We Replaced messages[] With steps[] in Our Agent API. Here's Why.

We started with the same messages[] pattern everyone uses for LLM APIs. For complex, repeatable agent workflows, it kept failing in predictable ways. So we decomposed instructions into sequential steps[] with scoped tools and shared context. Here's what we learned.

TL;DR

We built our agent API around messages[], the same pattern everyone uses. It works for chatbots. For multi-step workflows that need to run reliably, it kept breaking in ways we could predict but not prevent.
Our fix: replace a single complex prompt with an ordered sequence of steps[], each with its own prompt, tool scope, and success criteria. The LLM executes steps sequentially, accumulating context as it goes.
We got three benefits: complexity became manageable (each step is a bounded task), the LLM was forced to slow down and work methodically, and we got fine-grained control over which tools are available at which stage.
The result is multi-agent-like behavior from a single context window. Each step acts as a focused specialist, but all steps share the same accumulated state. No serialization, no handoff protocols, no conflicting memories.
We shipped this as POST /api/v1/responses with a steps[] parameter. This article explains what we learned.

What we kept hitting

Here's a task we needed to automate: research a company, find the right contact, draft a personalized outreach email, and self-evaluate the draft against brand guidelines.

Our first approach, like most teams, was to pack everything into one prompt:

You are a sales research agent. Research {company}, find the VP of
Engineering, look up their recent activity, draft a personalized
cold email following our brand voice guidelines, and then evaluate
whether the email meets our compliance rules. Output the email
subject, body, and a compliance score.

This works sometimes. When it fails, it fails in ways we started to recognize.

The LLM rushes. We watched models satisfy each sub-task minimally rather than thoroughly. The research step gets a paragraph. The contact lookup gets skipped if the model can infer a plausible name. The self-evaluation is a rubber stamp. The model optimizes for completion, not quality at each stage.

Tool usage is unpredictable. When the model has access to ten tools and a five-part instruction, it decides which tools to use, in what order, and how many times. Sometimes it calls web_search three times to build a thorough picture. Sometimes it calls it once and moves on. We had no control over the depth of each phase.

Debugging is opaque. When the output was wrong, we couldn't tell where the process broke down. Was the research bad? Was the contact lookup wrong? Did the model ignore the brand guidelines?
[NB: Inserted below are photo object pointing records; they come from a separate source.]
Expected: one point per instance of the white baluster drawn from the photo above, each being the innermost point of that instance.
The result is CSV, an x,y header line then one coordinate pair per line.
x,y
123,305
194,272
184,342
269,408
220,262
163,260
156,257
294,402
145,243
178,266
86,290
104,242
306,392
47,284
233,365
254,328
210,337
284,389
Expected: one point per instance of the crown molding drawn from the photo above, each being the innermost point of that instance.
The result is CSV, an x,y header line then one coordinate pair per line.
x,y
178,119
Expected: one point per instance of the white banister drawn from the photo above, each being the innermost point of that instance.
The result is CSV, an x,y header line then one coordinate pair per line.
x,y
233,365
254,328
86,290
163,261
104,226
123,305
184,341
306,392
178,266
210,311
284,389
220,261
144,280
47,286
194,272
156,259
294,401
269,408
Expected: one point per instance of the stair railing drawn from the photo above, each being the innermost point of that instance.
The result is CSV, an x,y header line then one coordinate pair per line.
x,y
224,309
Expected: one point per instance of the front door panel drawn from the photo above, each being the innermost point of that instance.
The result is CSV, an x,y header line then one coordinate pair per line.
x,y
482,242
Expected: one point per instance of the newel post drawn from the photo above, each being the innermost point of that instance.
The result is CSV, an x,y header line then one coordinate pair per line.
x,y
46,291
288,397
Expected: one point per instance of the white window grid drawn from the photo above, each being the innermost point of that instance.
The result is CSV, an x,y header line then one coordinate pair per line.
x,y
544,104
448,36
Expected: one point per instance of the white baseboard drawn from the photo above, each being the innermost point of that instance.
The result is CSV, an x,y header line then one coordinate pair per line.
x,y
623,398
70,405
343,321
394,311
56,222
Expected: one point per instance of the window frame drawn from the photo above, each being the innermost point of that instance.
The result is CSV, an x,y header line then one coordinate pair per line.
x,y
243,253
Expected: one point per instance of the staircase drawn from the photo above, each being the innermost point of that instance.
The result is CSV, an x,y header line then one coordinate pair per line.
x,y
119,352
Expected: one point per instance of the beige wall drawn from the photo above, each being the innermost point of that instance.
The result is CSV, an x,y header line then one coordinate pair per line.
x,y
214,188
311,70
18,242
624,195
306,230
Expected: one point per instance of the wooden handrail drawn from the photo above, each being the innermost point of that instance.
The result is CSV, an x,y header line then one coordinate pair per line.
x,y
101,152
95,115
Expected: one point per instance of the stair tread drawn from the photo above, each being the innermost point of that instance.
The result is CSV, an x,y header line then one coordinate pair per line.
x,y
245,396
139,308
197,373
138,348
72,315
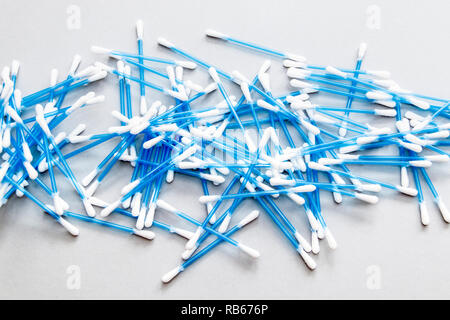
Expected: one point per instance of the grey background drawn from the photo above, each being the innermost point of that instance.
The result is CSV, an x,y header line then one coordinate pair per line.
x,y
35,253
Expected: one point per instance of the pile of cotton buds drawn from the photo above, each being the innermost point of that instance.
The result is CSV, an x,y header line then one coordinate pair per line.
x,y
264,161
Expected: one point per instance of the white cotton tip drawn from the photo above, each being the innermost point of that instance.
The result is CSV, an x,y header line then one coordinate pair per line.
x,y
152,142
424,215
330,238
249,218
420,163
98,76
136,204
264,79
141,218
225,223
275,181
92,188
210,198
348,149
15,65
335,71
88,207
438,158
27,152
90,176
443,134
59,204
300,84
264,104
362,50
366,198
386,103
32,173
311,128
186,64
210,88
385,113
296,198
100,50
295,57
250,251
90,70
246,92
140,29
366,140
444,211
193,86
179,73
78,139
147,234
98,202
404,178
293,64
53,77
378,95
240,77
264,67
191,244
312,220
370,187
165,206
109,209
419,103
315,246
166,278
75,64
69,227
126,203
299,97
13,114
304,188
330,161
316,166
7,90
416,140
178,95
380,74
411,146
303,242
170,70
213,73
130,186
307,259
188,253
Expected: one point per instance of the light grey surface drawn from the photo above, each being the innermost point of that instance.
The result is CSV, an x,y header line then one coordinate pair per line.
x,y
413,261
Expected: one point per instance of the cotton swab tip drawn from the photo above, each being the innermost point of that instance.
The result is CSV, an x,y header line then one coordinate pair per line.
x,y
146,234
250,251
The entire workflow is a single LLM call with a single output. There's no intermediate state to inspect.

We realized the root cause was architectural: a single instruction gives the LLM a single opportunity to plan, and it will always choose the shortest path through the plan.

What we did instead

Our approach was to decompose the instruction into discrete steps and execute them sequentially, each step building on the accumulated context of prior steps.

const result = await personize.responses.create({
  steps: [
    {
      prompt: 'Research {{company}}. Find their tech stack, recent funding, and key technical challenges.',
      tools: ['web_search', 'recall_pro']
    },
    {
      prompt: 'Find the VP of Engineering or equivalent technical leader. Look up their recent LinkedIn activity and publications.',
      tools: ['web_search']
    },
    {
      prompt: 'Draft a personalized cold email referencing specific details from your research. Follow the brand voice guidelines.',
    },
    {
      prompt: 'Evaluate the draft against compliance rules. Score 1-10. If below 7, revise and re-score.',
    }
  ],
  personize: {
    governance: { guideline_ids: ['brand-voice', 'outreach-compliance'] },
    memory: { record_id: 'company-123', recall: true }
  }
});

Each step is a bounded task. The LLM receives one instruction, executes it, produces output, and that output becomes part of the context for the next step. We control the sequence, the tool availability at each stage, and the granularity of each task.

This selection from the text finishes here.